Выбрать главу

(Предсказания Терье Банга сбылись. Один из тех, кто значился в списке, вскоре после учреждения МАГа, разочаровался в проводимых нами изысканиях… Об Атешоглы вы прочтете дальше… Но я хотел бы обратить внимание читателей на другое. Банг ни словом не обмолвился об Артамонцеве, хотя наверняка знал о нем. Теперь по этому поводу у меня нет никаких сомнении. А тогда перескок на Россию в его рассказе был так естествен и так захватил меня, что я не придал ему должного значения… Откуда мне было знать, чго первым бихронавтом планеты станет русский?)

— Видишь ли, Сато, чтобы узнать о стране не обязательно проехаться но ней… (усмехается Терье). Нет! Нет! — поднимает он руки, догадываясь о чем я подумал. — Без всяких справочников и энциклопедий. Надо всего-навсего встретиться и поговорить с человеком, о родине которого ты хочешь знать… Человек — это самая лучшая из самых лучших энциклопедий…

— Что может дать диалог? — спрашиваю я. — Хорошо если собеседник эрудирован. И то в каких-то вопросах он может проявить неосведомленность.

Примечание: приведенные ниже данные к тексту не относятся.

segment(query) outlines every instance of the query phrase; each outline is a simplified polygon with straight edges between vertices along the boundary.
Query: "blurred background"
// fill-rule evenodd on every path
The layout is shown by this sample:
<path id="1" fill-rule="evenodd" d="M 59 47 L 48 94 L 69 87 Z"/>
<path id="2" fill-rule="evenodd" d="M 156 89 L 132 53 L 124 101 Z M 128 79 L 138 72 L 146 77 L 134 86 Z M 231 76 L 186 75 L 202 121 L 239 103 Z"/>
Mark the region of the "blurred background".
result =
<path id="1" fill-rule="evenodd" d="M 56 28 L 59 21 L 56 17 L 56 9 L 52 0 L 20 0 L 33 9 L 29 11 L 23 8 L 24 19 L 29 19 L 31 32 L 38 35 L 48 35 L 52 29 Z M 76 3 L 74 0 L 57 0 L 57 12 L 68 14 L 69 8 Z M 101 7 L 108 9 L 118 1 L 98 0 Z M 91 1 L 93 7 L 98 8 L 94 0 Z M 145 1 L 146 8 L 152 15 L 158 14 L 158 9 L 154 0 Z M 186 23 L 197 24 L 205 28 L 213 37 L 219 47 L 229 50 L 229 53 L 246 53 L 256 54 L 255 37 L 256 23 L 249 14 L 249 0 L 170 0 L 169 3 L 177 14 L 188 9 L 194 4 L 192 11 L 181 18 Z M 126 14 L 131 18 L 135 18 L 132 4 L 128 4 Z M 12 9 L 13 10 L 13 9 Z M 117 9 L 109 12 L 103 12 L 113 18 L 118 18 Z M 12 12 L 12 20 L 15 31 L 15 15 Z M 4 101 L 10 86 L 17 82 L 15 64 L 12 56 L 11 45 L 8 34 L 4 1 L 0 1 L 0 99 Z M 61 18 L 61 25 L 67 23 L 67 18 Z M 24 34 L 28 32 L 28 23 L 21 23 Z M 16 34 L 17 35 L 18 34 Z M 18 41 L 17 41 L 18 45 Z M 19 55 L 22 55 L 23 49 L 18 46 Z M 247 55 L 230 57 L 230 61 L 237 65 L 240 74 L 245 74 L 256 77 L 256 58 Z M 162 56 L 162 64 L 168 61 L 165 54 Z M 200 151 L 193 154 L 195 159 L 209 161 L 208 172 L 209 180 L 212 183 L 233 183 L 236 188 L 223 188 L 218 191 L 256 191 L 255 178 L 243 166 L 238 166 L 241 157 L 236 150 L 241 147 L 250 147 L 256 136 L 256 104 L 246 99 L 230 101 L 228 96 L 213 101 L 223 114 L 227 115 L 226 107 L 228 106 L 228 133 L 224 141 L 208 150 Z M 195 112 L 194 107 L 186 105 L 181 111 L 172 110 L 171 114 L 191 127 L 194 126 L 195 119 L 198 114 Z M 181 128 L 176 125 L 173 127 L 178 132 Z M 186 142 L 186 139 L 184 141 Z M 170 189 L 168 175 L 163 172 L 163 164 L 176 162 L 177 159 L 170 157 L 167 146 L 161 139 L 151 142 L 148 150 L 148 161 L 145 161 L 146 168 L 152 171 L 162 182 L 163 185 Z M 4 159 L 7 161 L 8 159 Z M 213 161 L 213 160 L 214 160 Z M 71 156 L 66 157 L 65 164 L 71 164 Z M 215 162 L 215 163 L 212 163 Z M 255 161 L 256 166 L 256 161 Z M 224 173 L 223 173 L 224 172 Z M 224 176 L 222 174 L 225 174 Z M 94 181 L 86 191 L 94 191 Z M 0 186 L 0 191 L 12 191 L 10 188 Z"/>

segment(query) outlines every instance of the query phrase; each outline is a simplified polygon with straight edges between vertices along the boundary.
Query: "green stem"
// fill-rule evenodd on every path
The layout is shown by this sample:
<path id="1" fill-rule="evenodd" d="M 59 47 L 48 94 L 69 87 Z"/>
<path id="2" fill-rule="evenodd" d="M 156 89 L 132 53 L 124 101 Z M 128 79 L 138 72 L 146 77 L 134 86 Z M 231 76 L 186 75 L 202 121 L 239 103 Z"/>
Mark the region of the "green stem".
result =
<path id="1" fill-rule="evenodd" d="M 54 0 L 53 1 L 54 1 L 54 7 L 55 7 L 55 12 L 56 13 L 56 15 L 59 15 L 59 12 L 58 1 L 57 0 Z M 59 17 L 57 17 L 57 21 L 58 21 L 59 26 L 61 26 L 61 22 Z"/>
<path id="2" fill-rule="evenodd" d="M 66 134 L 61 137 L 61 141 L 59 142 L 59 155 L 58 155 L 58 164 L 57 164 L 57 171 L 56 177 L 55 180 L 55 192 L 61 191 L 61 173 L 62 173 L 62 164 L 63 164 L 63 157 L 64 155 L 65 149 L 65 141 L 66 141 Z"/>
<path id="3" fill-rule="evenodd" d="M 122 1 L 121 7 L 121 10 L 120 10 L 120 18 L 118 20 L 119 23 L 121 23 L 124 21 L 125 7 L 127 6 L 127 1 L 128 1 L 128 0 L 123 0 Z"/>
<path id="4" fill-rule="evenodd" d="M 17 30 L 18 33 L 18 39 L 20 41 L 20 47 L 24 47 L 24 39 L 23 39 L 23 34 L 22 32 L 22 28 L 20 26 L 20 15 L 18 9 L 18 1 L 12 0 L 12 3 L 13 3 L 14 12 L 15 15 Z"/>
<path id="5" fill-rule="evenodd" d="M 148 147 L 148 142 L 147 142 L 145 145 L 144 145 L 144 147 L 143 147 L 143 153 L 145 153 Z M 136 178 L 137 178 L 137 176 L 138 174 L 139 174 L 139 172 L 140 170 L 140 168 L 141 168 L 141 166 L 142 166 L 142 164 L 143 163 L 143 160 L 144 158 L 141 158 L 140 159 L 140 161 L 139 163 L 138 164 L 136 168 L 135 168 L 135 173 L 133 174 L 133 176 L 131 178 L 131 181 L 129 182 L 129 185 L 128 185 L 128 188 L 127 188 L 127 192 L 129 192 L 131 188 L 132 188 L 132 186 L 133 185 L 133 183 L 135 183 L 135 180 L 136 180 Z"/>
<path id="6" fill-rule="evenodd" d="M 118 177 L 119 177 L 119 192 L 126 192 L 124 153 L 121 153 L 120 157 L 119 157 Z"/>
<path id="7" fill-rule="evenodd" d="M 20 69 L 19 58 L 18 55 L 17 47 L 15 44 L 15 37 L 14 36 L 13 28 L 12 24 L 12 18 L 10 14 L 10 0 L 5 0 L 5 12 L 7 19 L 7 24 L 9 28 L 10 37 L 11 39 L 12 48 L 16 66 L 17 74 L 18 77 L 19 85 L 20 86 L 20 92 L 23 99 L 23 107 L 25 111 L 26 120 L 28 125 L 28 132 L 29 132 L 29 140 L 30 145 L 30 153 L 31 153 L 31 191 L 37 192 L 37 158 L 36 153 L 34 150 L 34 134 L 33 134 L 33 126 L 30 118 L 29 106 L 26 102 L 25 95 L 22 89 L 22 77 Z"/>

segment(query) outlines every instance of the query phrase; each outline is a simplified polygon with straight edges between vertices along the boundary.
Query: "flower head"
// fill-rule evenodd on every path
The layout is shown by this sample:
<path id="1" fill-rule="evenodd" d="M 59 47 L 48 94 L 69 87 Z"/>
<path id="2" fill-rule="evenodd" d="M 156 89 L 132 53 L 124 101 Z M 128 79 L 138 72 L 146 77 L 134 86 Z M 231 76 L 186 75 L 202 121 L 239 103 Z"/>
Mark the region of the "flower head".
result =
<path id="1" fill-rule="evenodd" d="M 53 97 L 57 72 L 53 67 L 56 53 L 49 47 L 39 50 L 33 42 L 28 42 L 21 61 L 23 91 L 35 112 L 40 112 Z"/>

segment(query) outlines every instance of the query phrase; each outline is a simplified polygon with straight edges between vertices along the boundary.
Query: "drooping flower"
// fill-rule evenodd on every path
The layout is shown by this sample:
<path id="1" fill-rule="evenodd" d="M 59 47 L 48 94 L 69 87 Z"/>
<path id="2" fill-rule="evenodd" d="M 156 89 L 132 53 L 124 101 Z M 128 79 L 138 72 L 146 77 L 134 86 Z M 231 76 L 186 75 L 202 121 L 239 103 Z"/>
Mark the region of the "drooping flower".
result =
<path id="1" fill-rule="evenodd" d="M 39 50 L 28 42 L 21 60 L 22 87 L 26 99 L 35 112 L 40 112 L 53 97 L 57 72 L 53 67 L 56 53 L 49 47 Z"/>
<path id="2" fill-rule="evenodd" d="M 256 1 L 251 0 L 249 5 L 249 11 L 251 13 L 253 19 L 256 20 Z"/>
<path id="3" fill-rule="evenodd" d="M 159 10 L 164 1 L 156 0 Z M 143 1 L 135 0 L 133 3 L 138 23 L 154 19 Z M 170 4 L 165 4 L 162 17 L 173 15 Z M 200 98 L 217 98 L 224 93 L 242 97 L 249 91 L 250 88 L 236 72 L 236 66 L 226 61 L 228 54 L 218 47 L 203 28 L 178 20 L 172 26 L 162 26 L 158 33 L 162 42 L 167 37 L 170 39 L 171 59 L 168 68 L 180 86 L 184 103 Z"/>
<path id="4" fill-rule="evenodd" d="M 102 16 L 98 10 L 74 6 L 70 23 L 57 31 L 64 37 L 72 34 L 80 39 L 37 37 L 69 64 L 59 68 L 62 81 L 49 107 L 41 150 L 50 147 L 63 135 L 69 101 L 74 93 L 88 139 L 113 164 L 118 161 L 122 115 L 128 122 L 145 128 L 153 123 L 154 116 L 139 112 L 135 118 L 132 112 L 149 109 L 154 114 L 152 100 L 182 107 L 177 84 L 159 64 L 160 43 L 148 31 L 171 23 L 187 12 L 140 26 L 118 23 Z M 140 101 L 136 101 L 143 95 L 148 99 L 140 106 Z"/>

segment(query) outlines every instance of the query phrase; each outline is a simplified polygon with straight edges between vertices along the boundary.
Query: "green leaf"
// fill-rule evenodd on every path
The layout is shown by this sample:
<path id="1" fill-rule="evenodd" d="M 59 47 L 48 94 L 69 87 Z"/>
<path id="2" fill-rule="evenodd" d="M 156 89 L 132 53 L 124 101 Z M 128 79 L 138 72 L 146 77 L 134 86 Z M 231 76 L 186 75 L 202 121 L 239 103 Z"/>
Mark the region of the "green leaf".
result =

— Сато, — увещевающе останавливает меня Терье-, такая бы беседа меня не устроила. В подобных случаях свой диалог с человеком я веду не совсем обычно. Я говорю не с ним, а со Спиралью его индивидуального бихронового поля… Не зря говорят: Человек — это мир, вселенная в микроминиатюре. Ты даже не представляешь насколько глубока точность этого утверждения. Но человек вместе с тем является и особью той стаи, в которой он живет…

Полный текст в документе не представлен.